Verdachte heeft ten overstaan van de politie en ter terechtzitting stellig ontkend dat hij ontuchtige handelingen heeft gepleegd met [slachtoffer] . Op grond van het procesdossier stelt de rechtbank vast dat het (directe) bewijs berust op de verklaringen van [slachtoffer] en haar moeder. Hoewel daarmee het wettig bewijs voorhanden is, heeft de rechtbank niet de overtuiging bekomen dat verdachte het ten laste gelegde heeft begaan.
[slachtoffer] heeft verklaard door verdachte 'met de mond dicht' op haar mond te zijn gekust terwijl hij op zijn knieën zat en zij onder hem lag. Beiden waren gekleed. Verdachte was al jaren huisvriend van het gezin. Verdachte heeft verklaard dat hij met [slachtoffer] aan het spelen/stoeien was, dat hij deed alsof hij haar ging opeten en daarbij met zijn mond hapbewegingen maakte. Deze verklaring van verdachte acht de rechtbank niet onaannemelijk, mede in het licht van hetgeen moeder heeft verklaard over de goede verhouding tussen verdachte en haar kinderen. Bovendien zou de verklaring van verdachte kunnen passen in wat moeder heeft gezien. Het zou dan ook goed kunnen zijn dat de handelingen, zoals verdachte zegt, plaatsvonden tijdens een stoeipartij en geen seksuele lading hadden. Niet kan worden uitgesloten dat de moeder van het meisje, die slechts een flits heeft gezien van wat er gebeurde, de situatie verkeerd heeft geïnterpreteerd. De rechtbank kan ook niet uitsluiten, dat hetgeen [slachtoffer] heeft verklaard, opgeroepen kan zijn door de heftige reactie van moeder die daarop volgde.

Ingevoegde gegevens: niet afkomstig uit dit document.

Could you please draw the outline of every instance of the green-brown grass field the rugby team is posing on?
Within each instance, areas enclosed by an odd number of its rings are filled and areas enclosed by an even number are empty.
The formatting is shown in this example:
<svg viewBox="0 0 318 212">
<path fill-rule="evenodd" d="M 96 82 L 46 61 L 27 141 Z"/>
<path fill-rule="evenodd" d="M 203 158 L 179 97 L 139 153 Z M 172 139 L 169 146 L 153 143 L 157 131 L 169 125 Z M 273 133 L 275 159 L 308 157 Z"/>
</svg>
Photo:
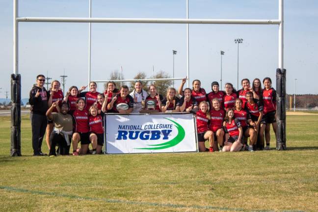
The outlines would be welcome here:
<svg viewBox="0 0 318 212">
<path fill-rule="evenodd" d="M 314 212 L 317 138 L 317 115 L 288 116 L 288 151 L 31 157 L 23 116 L 24 157 L 12 158 L 0 117 L 0 211 Z"/>
</svg>

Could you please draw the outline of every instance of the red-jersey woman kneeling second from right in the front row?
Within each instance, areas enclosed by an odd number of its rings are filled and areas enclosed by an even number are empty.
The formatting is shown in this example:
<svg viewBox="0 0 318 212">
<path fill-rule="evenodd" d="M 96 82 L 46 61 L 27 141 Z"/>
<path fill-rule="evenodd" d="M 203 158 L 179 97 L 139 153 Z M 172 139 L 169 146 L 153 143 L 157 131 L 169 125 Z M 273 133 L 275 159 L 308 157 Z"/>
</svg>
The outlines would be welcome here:
<svg viewBox="0 0 318 212">
<path fill-rule="evenodd" d="M 243 136 L 246 138 L 245 140 L 246 143 L 247 143 L 247 138 L 248 137 L 250 138 L 248 151 L 253 151 L 253 145 L 256 144 L 256 139 L 257 139 L 256 133 L 254 131 L 255 123 L 252 121 L 250 113 L 242 108 L 242 104 L 243 102 L 241 99 L 236 99 L 235 101 L 236 109 L 234 110 L 234 117 L 238 119 L 239 123 L 242 126 Z"/>
</svg>

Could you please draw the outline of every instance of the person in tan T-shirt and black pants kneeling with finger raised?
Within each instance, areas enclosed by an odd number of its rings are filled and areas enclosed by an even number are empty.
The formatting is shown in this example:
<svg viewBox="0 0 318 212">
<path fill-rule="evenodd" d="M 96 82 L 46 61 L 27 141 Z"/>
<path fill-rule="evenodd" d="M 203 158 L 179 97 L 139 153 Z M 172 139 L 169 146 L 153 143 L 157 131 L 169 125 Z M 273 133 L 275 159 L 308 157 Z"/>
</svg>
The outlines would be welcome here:
<svg viewBox="0 0 318 212">
<path fill-rule="evenodd" d="M 66 102 L 63 102 L 61 108 L 57 109 L 60 112 L 52 112 L 54 108 L 58 108 L 58 102 L 54 102 L 46 112 L 47 117 L 54 123 L 54 129 L 50 135 L 51 149 L 49 156 L 56 156 L 56 144 L 59 146 L 60 155 L 68 155 L 70 152 L 73 118 L 68 114 L 69 105 Z"/>
</svg>

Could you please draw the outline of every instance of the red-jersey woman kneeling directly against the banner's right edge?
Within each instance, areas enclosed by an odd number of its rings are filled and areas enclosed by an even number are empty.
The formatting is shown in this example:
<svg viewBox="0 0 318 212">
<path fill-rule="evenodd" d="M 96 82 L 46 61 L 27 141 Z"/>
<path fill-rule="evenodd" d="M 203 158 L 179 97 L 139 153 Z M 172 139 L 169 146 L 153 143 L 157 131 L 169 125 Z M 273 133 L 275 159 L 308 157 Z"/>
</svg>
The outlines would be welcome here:
<svg viewBox="0 0 318 212">
<path fill-rule="evenodd" d="M 209 131 L 208 123 L 210 119 L 209 105 L 206 101 L 202 101 L 199 104 L 199 110 L 196 112 L 196 124 L 198 134 L 198 146 L 200 152 L 205 152 L 205 141 L 209 139 L 210 152 L 213 152 L 214 135 L 212 131 Z"/>
</svg>

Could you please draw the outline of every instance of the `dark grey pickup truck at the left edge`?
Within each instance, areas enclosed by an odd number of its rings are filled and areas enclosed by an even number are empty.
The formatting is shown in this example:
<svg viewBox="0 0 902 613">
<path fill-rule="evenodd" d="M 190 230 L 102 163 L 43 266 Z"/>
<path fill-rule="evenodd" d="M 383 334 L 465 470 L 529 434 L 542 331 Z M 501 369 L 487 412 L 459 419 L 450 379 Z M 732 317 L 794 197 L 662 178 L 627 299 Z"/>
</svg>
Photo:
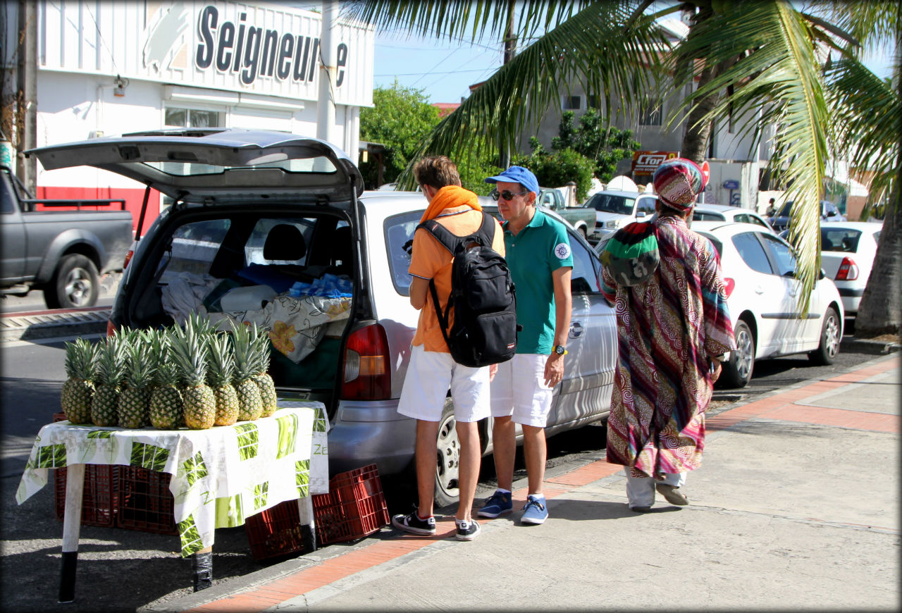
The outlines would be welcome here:
<svg viewBox="0 0 902 613">
<path fill-rule="evenodd" d="M 24 296 L 41 289 L 48 308 L 94 306 L 99 275 L 122 270 L 132 243 L 132 214 L 124 200 L 34 198 L 0 166 L 0 293 Z M 78 206 L 36 210 L 36 206 Z M 119 204 L 123 210 L 80 206 Z"/>
</svg>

Gelet op het vorenstaande, is de rechtbank niet overtuigd van het ontuchtige karakter van de handelingen. Daarom acht de rechtbank het feit niet overtuigend bewezen en zal zij verdachte vrijspreken.
3. De beoordeling van de civiele vordering, alsmede de gevorderde oplegging van de schadevergoedingsmaatregel
De benadeelde partij [slachtoffer] heeft zich in het strafproces gevoegd ter verkrijging van schadevergoeding ter zake van het ten laste gelegde feit.
Nu verdachte zal worden vrijgesproken van het ten laste gelegde, kan de benadeelde partij niet in haar vorderingen ontvangen worden.

4.De beslissing

De rechtbank, rechtdoende:
Spreektverdachte
vrijvan het ten laste gelegde feit;
Verklaartde benadeelde partij [slachtoffer]
niet-ontvankelijkin haar vordering.
Dit vonnis is gewezen door mr. G.M.L. Tomassen (voorzitter), mr. R.S. Croll en mr. W.A. Holland, rechters, in tegenwoordigheid van D. Waizy, griffier, en uitgesproken ter openbare terechtzitting van deze rechtbank op 26 oktober 2016.